Die Löschung der Streitanmerkung kann in analoger Anwendung des § 65 Abs 1 GBG auch ohne urkundlichen Nachweis einer Rückziehung oder Abweisung der Klage bewilligt werden, wenn die Liegenschaft nunmehr im Alleineigentum steht
GZ 5 Ob 180/22i, 05.12.2022
OGH: Das Rechtsschutzziel der Teilungsklage ist die Aufhebung der Miteigentumsgemeinschaft, daher die Zerlegung der bisher gemeinsamen Sache und Zuweisung eines Teils dieser Sache an jeden Teilhaber zum alleinigen Recht. Der Aufhebungsanspruch folgt aus dem Gemeinschaftsverhältnis, er ist ein schuldrechtlicher Gestaltungsanspruch.

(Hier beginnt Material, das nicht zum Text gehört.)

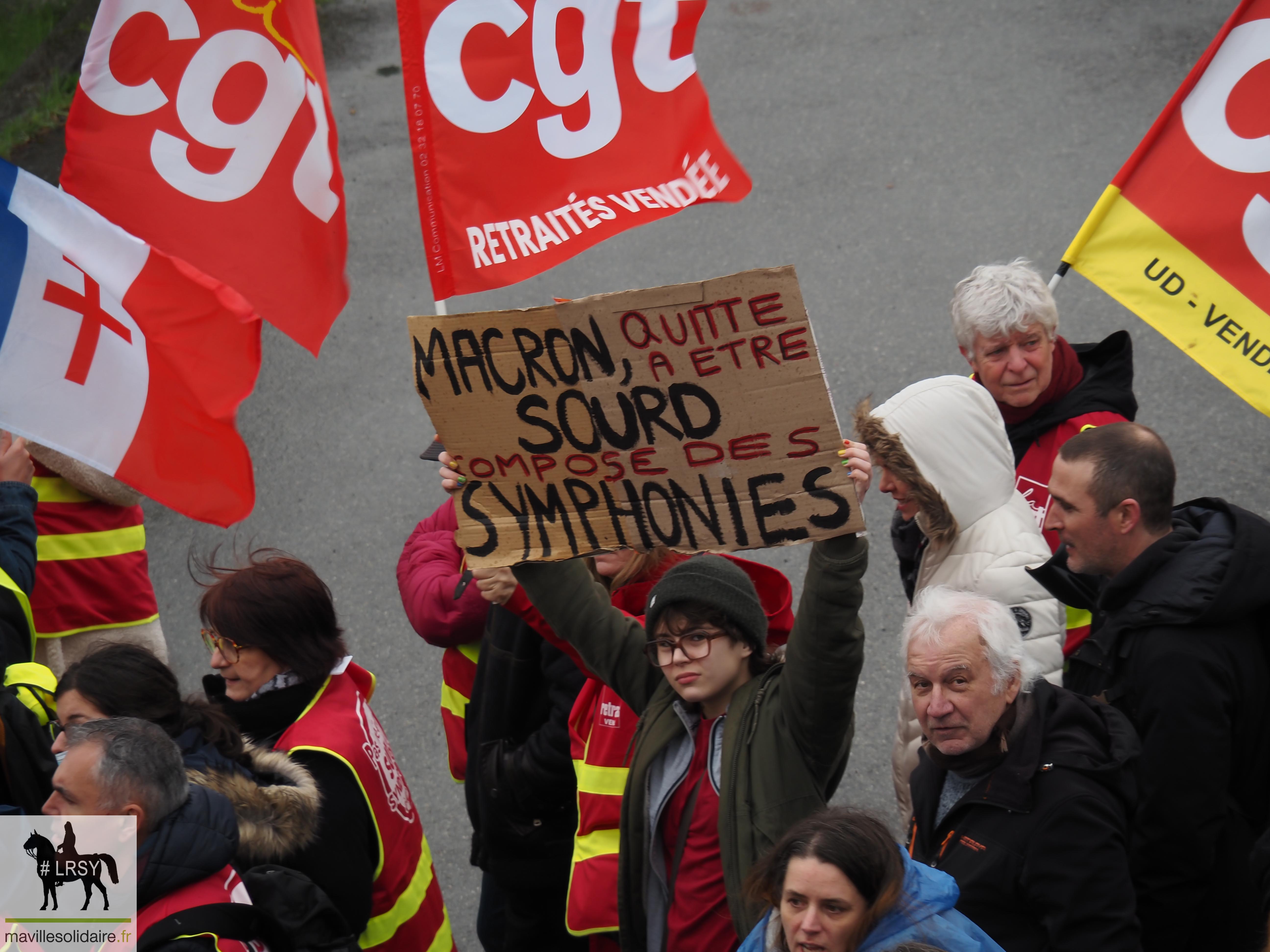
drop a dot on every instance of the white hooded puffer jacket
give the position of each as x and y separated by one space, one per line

Der Teilungsanspruch ist eine aus dem Miteigentum erfließende Befugnis ähnlich dem Anspruch auf Mitwirkung an der Verwaltung und Nutzung der gemeinschaftlichen Sache bei aufrechtem Bestand der Rechtsgemeinschaft. Daraus folgt aber, dass ein Teilungsanspruch zwingend eine noch bestehende Rechtsgemeinschaft voraussetzt, an der es hier mangelt. Wenn auch hier aus rein grundbuchstechnischen Gründen noch Hälfteanteile ausgewiesen sind, kann doch nicht der geringste Zweifel bestehen, dass der Antragsteller mittlerweile Eigentümer beider Hälfteanteile, somit Alleineigentümer ist. Ein aus der Rechtsgemeinschaft abzuleitender Teilungsanspruch ist nach dem aktuellen Grundbuchstand rechtlich unmöglich.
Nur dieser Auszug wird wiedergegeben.